Department of Biochemistry and Molecular Biology, University of Southern Denmark, Denmark.
J Proteome Res. 2012 Mar 2;11(3):1949-57. doi: 10.1021/pr2011268. Epub 2012 Feb 22.
N-Linked glycoproteins are involved in several diseases and are important as potential diagnostic molecules for biomarker discovery. Therefore, it is important to provide sensitive and reliable analytical methods to identify not only the glycoproteins but also the sites of glycosylation. Recently, numerous strategies to identify N-linked glycosylation sites have been described. These strategies have been applied to cell lines and several tissues with the aim of identifying many hundreds (or thousands) of glycosylation events. With high-throughput strategies however, there is always the potential for false positives. The confusion arises since the protein N-glycosidase F (PNGase F) reaction used to separate N-glycans from formerly glycosylated peptides catalyzes the cleavage and deamidates the asparagine residue. This is typically viewed as beneficial since it acts to highlight the modification site. We have evaluated this common large-scale N-linked glycoproteomic strategy and proved potential pitfalls using Escherichia coli as a model organism, since it lacks the N-glycosylation machinery found in mammalian systems and some pathogenic microbes. After isolation and proteolytic digestion of E. coli membrane proteins, we investigated the presence of deamidated asparagines. The results show the presence of deamidated asparagines especially with close proximity to a glycine residue or other small amino acid, as previously described for spontaneous in vivo deamidation. Moreover, we have identified deamidated peptides with incorporation of (18)O, showing the pitfalls of glycosylation site assignment based on deamidation of asparagine induced by PNGase F in (18)O-water in large-scale analyses. These data experimentally prove the need for more caution in assigning glycosylation sites and "new" N-linked consensus sites based on common N-linked glycoproteomics strategies without proper control experiments. Besides showing the spontaneous deamidation, we provide alternative methods for validation that should be used in such experiments.

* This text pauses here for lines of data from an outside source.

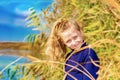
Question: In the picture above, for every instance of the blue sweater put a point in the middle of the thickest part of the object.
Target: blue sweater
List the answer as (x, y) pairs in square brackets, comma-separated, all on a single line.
[(82, 64)]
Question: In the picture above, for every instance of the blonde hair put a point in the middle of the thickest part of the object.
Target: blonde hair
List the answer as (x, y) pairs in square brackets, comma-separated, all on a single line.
[(55, 46)]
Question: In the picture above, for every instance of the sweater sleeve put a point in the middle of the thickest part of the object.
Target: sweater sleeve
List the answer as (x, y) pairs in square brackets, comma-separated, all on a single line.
[(90, 61)]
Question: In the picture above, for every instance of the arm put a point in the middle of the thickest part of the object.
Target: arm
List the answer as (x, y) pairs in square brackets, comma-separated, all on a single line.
[(89, 65)]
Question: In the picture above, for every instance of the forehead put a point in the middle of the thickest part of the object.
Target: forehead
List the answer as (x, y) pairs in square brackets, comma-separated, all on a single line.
[(69, 33)]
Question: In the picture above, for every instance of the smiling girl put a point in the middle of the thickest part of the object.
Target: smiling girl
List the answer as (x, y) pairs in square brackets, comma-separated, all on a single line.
[(80, 63)]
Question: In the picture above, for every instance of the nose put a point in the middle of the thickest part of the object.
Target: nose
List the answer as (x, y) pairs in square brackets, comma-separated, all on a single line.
[(73, 43)]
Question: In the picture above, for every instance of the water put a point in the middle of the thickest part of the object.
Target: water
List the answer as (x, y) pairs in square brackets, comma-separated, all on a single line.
[(7, 59)]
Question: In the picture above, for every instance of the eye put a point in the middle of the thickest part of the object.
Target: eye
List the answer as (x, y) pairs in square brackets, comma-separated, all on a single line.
[(75, 37), (68, 41)]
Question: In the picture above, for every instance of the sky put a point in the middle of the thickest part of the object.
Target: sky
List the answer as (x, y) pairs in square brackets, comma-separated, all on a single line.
[(12, 18)]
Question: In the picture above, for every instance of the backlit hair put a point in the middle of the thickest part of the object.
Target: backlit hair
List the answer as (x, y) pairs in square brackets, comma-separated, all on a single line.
[(55, 46)]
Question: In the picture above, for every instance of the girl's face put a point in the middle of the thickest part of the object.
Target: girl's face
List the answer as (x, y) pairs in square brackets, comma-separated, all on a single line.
[(72, 38)]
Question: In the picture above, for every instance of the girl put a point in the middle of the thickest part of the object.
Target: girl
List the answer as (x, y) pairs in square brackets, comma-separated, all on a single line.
[(82, 62)]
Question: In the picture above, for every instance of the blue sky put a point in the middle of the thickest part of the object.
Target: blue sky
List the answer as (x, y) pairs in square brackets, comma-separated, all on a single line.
[(12, 18)]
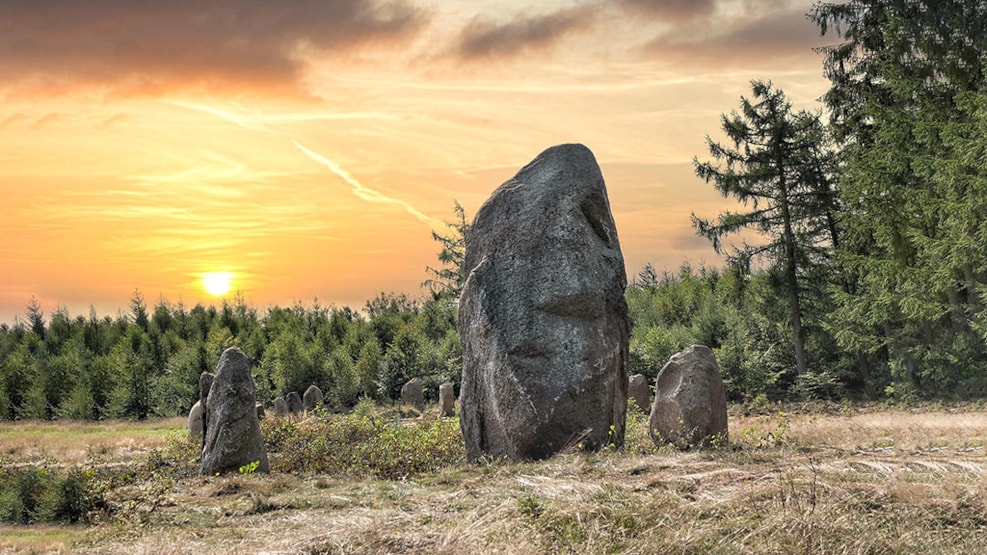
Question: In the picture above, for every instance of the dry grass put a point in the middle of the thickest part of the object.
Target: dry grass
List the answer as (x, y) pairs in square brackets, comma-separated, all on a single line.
[(855, 482), (74, 442)]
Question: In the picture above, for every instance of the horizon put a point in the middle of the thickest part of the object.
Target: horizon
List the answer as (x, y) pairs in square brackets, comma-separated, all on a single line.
[(307, 151)]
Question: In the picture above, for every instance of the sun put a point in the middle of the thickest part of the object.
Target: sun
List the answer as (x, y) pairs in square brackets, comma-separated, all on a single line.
[(217, 283)]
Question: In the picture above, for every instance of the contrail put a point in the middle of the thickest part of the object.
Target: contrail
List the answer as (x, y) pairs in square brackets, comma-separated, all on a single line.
[(366, 193), (362, 192)]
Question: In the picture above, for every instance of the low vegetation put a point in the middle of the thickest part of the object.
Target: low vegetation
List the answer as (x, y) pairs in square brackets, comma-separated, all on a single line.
[(817, 478)]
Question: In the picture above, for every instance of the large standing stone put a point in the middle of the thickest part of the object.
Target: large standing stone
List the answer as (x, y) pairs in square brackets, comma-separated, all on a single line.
[(312, 397), (447, 400), (294, 402), (690, 406), (637, 389), (411, 394), (542, 315), (280, 407), (195, 420), (233, 438)]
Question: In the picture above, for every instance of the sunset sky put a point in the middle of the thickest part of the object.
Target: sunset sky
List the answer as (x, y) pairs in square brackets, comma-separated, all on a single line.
[(307, 148)]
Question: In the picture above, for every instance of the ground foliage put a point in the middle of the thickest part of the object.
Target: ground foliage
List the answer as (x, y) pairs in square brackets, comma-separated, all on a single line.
[(870, 280), (805, 478)]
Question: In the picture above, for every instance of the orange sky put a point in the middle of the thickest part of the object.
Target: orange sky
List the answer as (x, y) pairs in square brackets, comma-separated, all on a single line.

N-连接糖蛋白参与多种疾病,并且作为生物标志物发现的潜在诊断分子非常重要。因此,提供敏感可靠的分析方法来鉴定不仅糖蛋白,而且糖基化位点是很重要的。最近,已经描述了许多鉴定 N-连接糖基化位点的策略。这些策略已应用于细胞系和几种组织,旨在鉴定数百(或数千)个糖基化事件。然而,使用高通量策略时,总是存在假阳性的可能性。这种混淆源于用于将 N-聚糖从先前糖基化肽中分离出来的蛋白 N-糖苷酶 F(PNGase F)反应,它催化裂解并脱酰胺天冬酰胺残基。这通常被认为是有益的,因为它突出了修饰位点。我们评估了这种常见的大规模 N-连接糖蛋白质组学策略,并使用大肠杆菌作为模型生物证明了潜在的陷阱,因为它缺乏哺乳动物系统和一些致病性微生物中发现的 N-糖基化机制。在分离和蛋白水解消化大肠杆菌膜蛋白后,我们研究了脱酰胺天冬酰胺的存在。结果表明,特别是在靠近甘氨酸残基或其他小氨基酸的情况下,存在脱酰胺天冬酰胺,如先前描述的自发体内脱酰胺。此外,我们已经鉴定了具有(18)O 掺入的脱酰胺肽,表明在大规模分析中基于 PNGase F 在(18)O 水中诱导的天冬酰胺脱酰胺来分配糖基化位点存在陷阱。这些数据实验证明,在没有适当对照实验的情况下,基于常见的 N-连接糖蛋白质组学策略分配糖基化位点和“新”N-连接共识位点需要更加谨慎。除了显示自发脱酰胺外,我们还提供了替代验证方法,应在这种实验中使用。